The modern-day trend of including people on lists that are “manipulative propaganda in a way that results in harassment” began with the rightwing group Turning Point USA’s professor watchlist, said Carroll Rivas. In 2016, the group released a list of nearly 200 educators who were attacked for espousing what it considered “leftist propaganda”. The watchlist led to harassment and death threats against some professors.

She also sees the current attack on DEI in the federal government as an outgrowth of anti-inclusivity efforts in education at the local school board level pushed by the conservative group Moms for Liberty in 2021. During this movement, parents attacked educators for using school curricula that mentioned race and ethnicity and mobilized bans on books about gender or sexuality. “Those things were intimidating, and they pushed educators out of the school system,” Carroll Rivas said.
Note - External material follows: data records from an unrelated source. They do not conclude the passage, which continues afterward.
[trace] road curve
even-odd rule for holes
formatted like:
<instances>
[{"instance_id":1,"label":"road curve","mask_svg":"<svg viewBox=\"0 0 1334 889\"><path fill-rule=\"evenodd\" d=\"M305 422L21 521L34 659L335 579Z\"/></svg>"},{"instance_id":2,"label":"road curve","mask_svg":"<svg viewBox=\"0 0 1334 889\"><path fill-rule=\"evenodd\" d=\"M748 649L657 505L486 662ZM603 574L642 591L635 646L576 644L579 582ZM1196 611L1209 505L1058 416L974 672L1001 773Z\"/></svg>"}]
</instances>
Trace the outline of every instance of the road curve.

As a precautionary step after learning that he was included on the DEI watchlist, James said that he froze his credit reports to prevent fraudulent activity if anyone tried to assume his identity. He said that he and several other targeted government employees were now working together with law firms and are considering filing a class action lawsuit.

Landing on the watchlist has not deterred James or others he has spoken to from remaining in their roles. “If anything, we are more dug in in staying in our jobs until we are fired, riffed, or otherwise,” he said. “But if the goal is to get us pushed out, or to strike fear, it’s doing the opposite effect.” He added that he had one message for AAF: “You are a bunch of morons and if it is a fight you want, game on.”